Two expert reports from KPMG and Grant Samuel & Associates have found the planned restructure of Westfield Group (WDC) and Westfield Retail Trust (WRT) is in the best interests of securityholders.
Wesfield Group plans to spin off its Australian and New Zealand business and merge it with Westfield Retail Trust, forming Scentre Group, leaving Westfield Corporation to focus on its international business.
The independent expert report from KPMG said that fair value contributed by Westfield Retail Trust securityholders should be between 51.3% and 51.8% of Scentre Group.
Westfield Retail Trust shareholders will hold 51.4% of Scentre Group under the proposal.

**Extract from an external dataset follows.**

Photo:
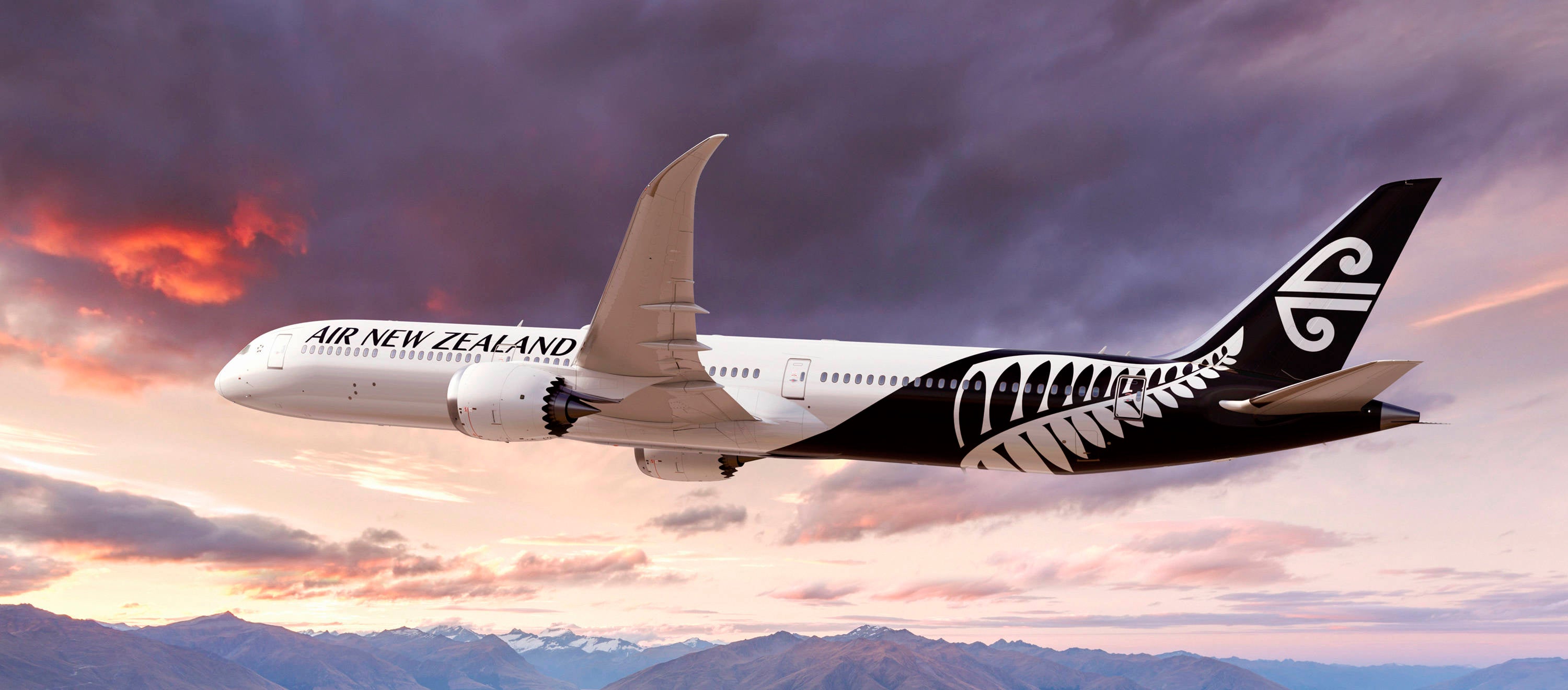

KPMG said the proposal should be assessed as a "merger of equals" and has compelling benefits including an improved corporate governance structure, removal of the potential for conflict of interests and removal of the related party agreements and fee obligations between Westfield Group and Westfield Retail Trust.
The proposal also has key disadvantages that do not outweigh the advantages, including a change in the risk profile of Westfield Retail Trust, reduction in net tangible assets per share, increase in gearing and transaction costs, KPMG said.
The Grant Samuel & Associates report found the proposal was fair and reasonable, saying the relative contribution by Westfield Group shareholders to the formation of Scentre Group should be between 48% and 56%.
Westfield Group securityholders are receiving 48.6% of Scentre Group under the proposal.
The retail and property group has released its securityholder booklet for the proposal and shareholders will vote on the planned merger on May 29.